### Probability Monads as Codensity Monads

#### Posted by Tom Leinster

My PhD student Ruben Van Belle has just published his first paper!

Ruben Van Belle, Probability monads as codensity monads.

Theory and Applications of Categories38 (2022), 811–842.

It’s a treasure trove of theorems demonstrating how many of the monads loosely referred to as “probability monads” arise as codensity monads in a certain uniform manner, which I’ll tell you about now.

A **probability monad** is a monad that takes a space $X$ as input and
produces as output the space of probability measures on $X$. It’s an
imprecise term, but there are a number of monads that are
universally agreed to count as probability monads, of which the Giry
monad is the best known. There are also some boundary cases: should
the ultrafilter monad count as a probability monad? (An ultrafilter is a
kind of primitive probability measure.)

The **codensity monad** of a functor $G: \mathbf{B} \to \mathbf{A}$ is a
certain canonical monad on $\mathbf{A}$. If $G$ has a left adjoint $F$,
then the codensity monad of $G$ is the composite $G F$. But even if $G$
doesn’t have a left adjoint, its codensity monad is often well-defined. By
definition, it’s the right Kan extension of $G$ along itself. A good
non-trivial example: the codensity monad of the inclusion $\mathbf{FinSet}
\hookrightarrow \mathbf{Set}$ is the ultrafilter monad.

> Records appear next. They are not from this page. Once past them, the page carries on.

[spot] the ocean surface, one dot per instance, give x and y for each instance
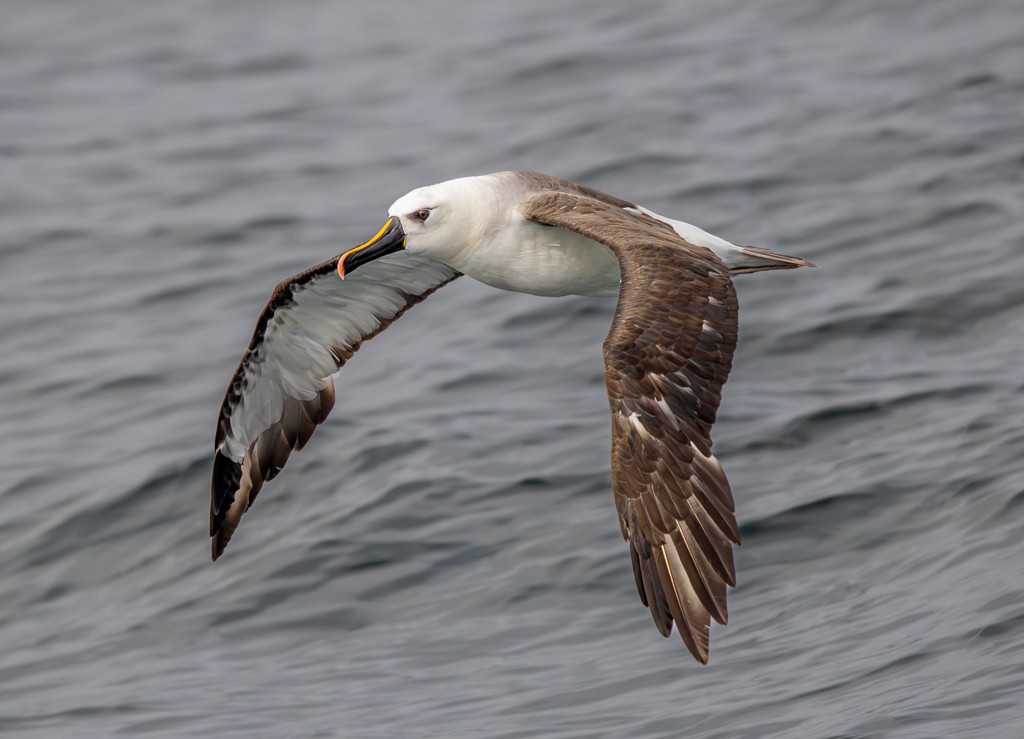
(443, 558)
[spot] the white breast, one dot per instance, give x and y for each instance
(528, 257)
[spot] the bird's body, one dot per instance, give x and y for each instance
(667, 356)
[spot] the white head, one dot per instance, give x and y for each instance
(439, 221)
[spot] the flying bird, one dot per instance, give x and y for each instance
(667, 356)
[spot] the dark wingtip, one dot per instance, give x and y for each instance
(223, 486)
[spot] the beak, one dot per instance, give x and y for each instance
(390, 238)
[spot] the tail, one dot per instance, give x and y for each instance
(754, 259)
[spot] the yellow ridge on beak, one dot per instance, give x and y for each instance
(390, 238)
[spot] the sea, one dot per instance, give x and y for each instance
(443, 558)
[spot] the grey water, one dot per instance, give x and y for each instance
(443, 558)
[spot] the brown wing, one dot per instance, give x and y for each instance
(283, 389)
(667, 357)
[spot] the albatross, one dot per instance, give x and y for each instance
(667, 356)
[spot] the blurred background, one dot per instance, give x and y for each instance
(443, 559)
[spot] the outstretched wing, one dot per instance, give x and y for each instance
(667, 357)
(283, 389)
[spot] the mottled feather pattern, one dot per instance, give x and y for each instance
(282, 389)
(667, 356)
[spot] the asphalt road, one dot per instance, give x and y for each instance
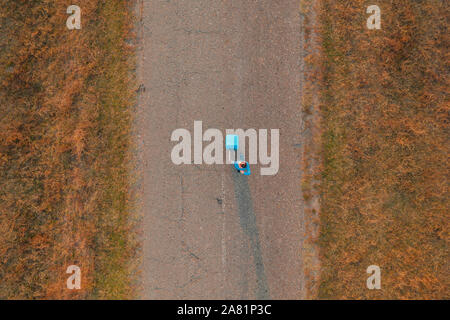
(209, 232)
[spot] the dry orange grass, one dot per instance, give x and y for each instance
(64, 119)
(384, 192)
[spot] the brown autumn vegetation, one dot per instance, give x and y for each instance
(384, 180)
(64, 117)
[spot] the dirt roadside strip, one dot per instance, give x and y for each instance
(206, 233)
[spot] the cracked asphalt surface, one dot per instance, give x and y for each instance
(208, 232)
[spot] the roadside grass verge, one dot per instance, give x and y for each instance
(384, 114)
(65, 120)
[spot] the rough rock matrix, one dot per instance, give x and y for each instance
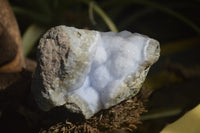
(87, 71)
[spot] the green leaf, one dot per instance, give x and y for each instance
(30, 37)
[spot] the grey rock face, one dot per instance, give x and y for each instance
(87, 71)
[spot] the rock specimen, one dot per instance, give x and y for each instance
(87, 71)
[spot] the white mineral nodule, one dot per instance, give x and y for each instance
(87, 71)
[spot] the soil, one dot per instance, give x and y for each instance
(19, 112)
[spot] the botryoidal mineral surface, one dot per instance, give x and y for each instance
(87, 71)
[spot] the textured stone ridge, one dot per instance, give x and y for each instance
(89, 70)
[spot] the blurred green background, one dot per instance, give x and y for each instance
(174, 79)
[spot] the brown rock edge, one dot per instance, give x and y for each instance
(120, 118)
(19, 112)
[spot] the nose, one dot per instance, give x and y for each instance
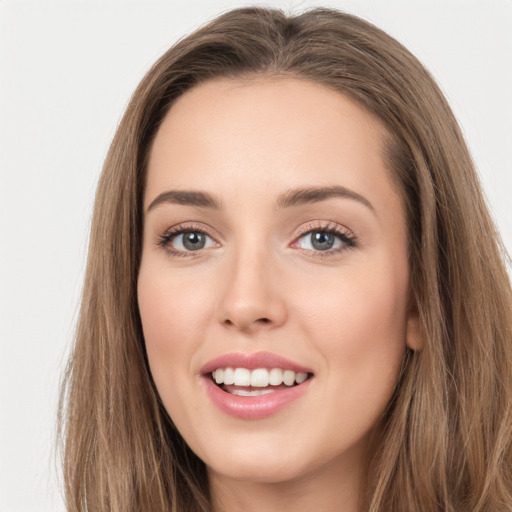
(251, 298)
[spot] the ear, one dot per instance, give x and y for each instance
(414, 331)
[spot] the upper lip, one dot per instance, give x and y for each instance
(253, 361)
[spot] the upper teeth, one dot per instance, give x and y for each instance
(260, 378)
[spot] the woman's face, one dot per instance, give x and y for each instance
(274, 248)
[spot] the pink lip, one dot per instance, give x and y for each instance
(253, 361)
(253, 407)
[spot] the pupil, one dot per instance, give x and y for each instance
(193, 241)
(322, 241)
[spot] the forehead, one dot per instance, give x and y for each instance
(267, 135)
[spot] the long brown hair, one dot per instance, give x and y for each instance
(446, 437)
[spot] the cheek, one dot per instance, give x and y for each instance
(173, 315)
(357, 319)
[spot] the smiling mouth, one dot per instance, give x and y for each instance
(257, 382)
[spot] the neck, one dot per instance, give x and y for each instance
(324, 490)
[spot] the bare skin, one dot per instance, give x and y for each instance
(245, 265)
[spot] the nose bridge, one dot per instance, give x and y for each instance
(250, 297)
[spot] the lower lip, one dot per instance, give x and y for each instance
(254, 407)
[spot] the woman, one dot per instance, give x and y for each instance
(295, 296)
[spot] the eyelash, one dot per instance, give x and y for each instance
(165, 240)
(348, 239)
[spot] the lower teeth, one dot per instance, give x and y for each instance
(254, 392)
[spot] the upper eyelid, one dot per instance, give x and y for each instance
(308, 227)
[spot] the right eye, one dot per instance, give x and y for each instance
(185, 240)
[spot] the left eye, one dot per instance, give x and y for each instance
(191, 241)
(320, 241)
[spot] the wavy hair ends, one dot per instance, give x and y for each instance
(445, 442)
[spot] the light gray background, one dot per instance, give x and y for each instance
(67, 71)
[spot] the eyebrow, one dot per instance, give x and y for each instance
(291, 198)
(300, 196)
(187, 198)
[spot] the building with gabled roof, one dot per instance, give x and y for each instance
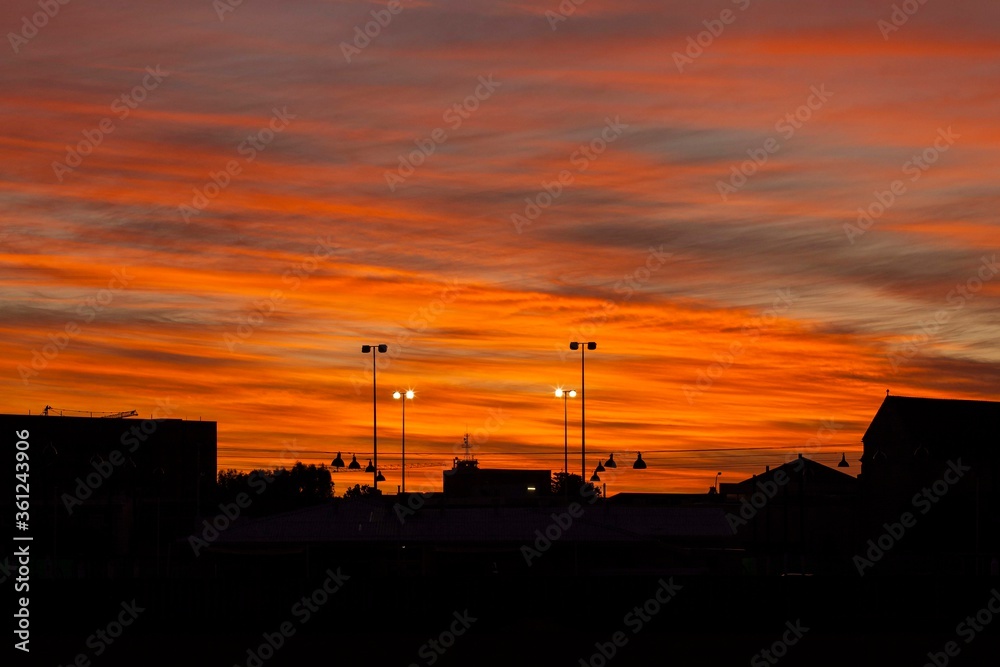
(938, 460)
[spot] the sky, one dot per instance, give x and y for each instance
(765, 215)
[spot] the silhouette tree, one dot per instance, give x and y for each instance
(276, 490)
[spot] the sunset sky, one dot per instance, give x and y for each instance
(211, 207)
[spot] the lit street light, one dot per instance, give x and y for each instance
(565, 393)
(403, 397)
(583, 347)
(365, 349)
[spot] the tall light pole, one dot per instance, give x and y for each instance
(565, 393)
(408, 395)
(365, 349)
(583, 347)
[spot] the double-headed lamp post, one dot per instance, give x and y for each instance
(565, 393)
(403, 396)
(583, 347)
(365, 349)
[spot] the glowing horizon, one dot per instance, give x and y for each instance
(216, 210)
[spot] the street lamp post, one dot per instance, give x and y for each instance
(565, 393)
(365, 349)
(404, 396)
(583, 347)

Ruben’s insight was as follows. There is something fundamentally countable
about probability theory. For instance, probability is additive on
*countable* families of mutually exclusive events, but not general
families. You can define a probability measure on a *countable* set $X$ as
an $X$-indexed family of nonnegative reals summing to $1$, but that
definition doesn’t work when $X$ is larger. And — more nebulously
— although probability theory very often involves uncountable spaces
such as $\mathbb{R}^n$ and uncountable families of random variables
(arising in stochastic processes), there is a feeling that the heart of
probability theory remains countable, that the extension from countable to
uncountable infinities is somehow automatic.

So, take some category of spaces $\mathbf{A}$ and a probability monad $T$ on it. Let $\mathbf{A}_c$ be the subcategory of $\mathbf{A}$ consisting of just the countable spaces. Then you can restrict $T$ to $\mathbf{A}_c$ to get a functor $G: \mathbf{A}_c \to \mathbf{A}$. If the idea expounded in the last paragraph is correct, then it should be possible to reconstruct $T$ from $G$ (its restriction to countable spaces) in some automatic way. The substance of the definition of $T$ should be in the countable part $\mathbf{A}_c$ of $\mathbf{A}$; everything else should be fluff.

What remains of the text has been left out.